17. En se déterminant ainsi, la cour d'appel, qui n'a pas motivé le choix de cette peine au regard de la situation matérielle, familiale et sociale de M. [A], n'a pas justifié sa décision.

18. La cassation est par conséquent encourue de ce chef.

Et sur le moyen, pris en sa seconde branche

Vu l'article 111-3 du code pénal :

19. Selon ce texte, nul ne peut être puni d'une peine qui n'est pas prévue par la loi.

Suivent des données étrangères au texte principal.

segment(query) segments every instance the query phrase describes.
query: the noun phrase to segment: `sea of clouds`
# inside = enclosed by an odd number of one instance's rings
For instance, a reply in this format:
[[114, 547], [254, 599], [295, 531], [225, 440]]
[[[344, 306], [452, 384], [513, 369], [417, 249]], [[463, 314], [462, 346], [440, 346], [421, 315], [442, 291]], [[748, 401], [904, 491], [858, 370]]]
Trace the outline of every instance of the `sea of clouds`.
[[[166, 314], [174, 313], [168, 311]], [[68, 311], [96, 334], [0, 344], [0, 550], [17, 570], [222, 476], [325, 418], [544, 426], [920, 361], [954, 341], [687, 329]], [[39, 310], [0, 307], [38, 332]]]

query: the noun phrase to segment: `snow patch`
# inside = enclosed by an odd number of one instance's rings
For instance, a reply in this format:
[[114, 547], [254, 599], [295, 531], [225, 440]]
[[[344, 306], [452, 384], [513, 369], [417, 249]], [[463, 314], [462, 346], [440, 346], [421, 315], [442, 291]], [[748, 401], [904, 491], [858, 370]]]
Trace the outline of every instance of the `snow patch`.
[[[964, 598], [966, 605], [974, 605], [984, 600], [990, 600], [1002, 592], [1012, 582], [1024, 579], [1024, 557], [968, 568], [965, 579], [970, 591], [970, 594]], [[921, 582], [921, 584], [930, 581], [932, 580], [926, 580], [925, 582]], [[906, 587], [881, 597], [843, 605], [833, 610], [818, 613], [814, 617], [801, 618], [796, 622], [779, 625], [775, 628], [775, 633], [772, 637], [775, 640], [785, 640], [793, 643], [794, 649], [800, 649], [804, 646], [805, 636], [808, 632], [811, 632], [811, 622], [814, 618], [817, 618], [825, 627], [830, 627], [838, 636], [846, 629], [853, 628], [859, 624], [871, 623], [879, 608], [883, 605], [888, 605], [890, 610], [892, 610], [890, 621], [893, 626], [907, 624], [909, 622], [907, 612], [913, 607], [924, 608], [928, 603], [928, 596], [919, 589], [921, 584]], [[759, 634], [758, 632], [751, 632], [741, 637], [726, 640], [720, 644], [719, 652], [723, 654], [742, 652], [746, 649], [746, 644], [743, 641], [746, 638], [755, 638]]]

20. Après avoir déclaré M. [A] coupable d'escroquerie, l'arrêt attaqué l'a condamné, notamment, à l'interdiction de diriger, administrer, gérer ou contrôler une entreprise ou une société pour une durée de dix ans.

21. En prononçant ainsi une interdiction de gérer toute entreprise ou toute société, alors que les articles 131-27 et 313-7, 2°, du code pénal, applicables au délit reproché, limitent une telle interdiction aux entreprises commerciales ou industrielles et aux sociétés commerciales, la cour d'appel a méconnu le texte susvisé et le principe ci-dessus rappelé.

22. La cassation est par conséquent de nouveau encourue.

Portée et conséquences de la cassation

23. La cassation à intervenir ne concerne que les dispositions relatives aux peines. Les autres dispositions seront donc maintenues.

PAR CES MOTIFS, la Cour :

CASSE et ANNULE l'arrêt susvisé de la cour d'appel de Pau, en date du 6 février 2025, mais en ses seules dispositions relatives aux peines prononcées, toutes autres dispositions étant expressément maintenues ;

Et pour qu'il soit à nouveau jugé, conformément à la loi, dans les limites de la cassation ainsi prononcée,

RENVOIE la cause et les parties devant la cour d'appel d'Agen, à ce désignée par délibération spéciale prise en chambre du conseil ;

ORDONNE l'impression du présent arrêt, sa transcription sur les registres du greffe de la cour d'appel de Pau et sa mention en marge ou à la suite de l'arrêt partiellement annulé ;

Ainsi fait et jugé par la Cour de cassation, chambre criminelle, et prononcé par le président en son audience publique du premier juillet deux mille vingt-six.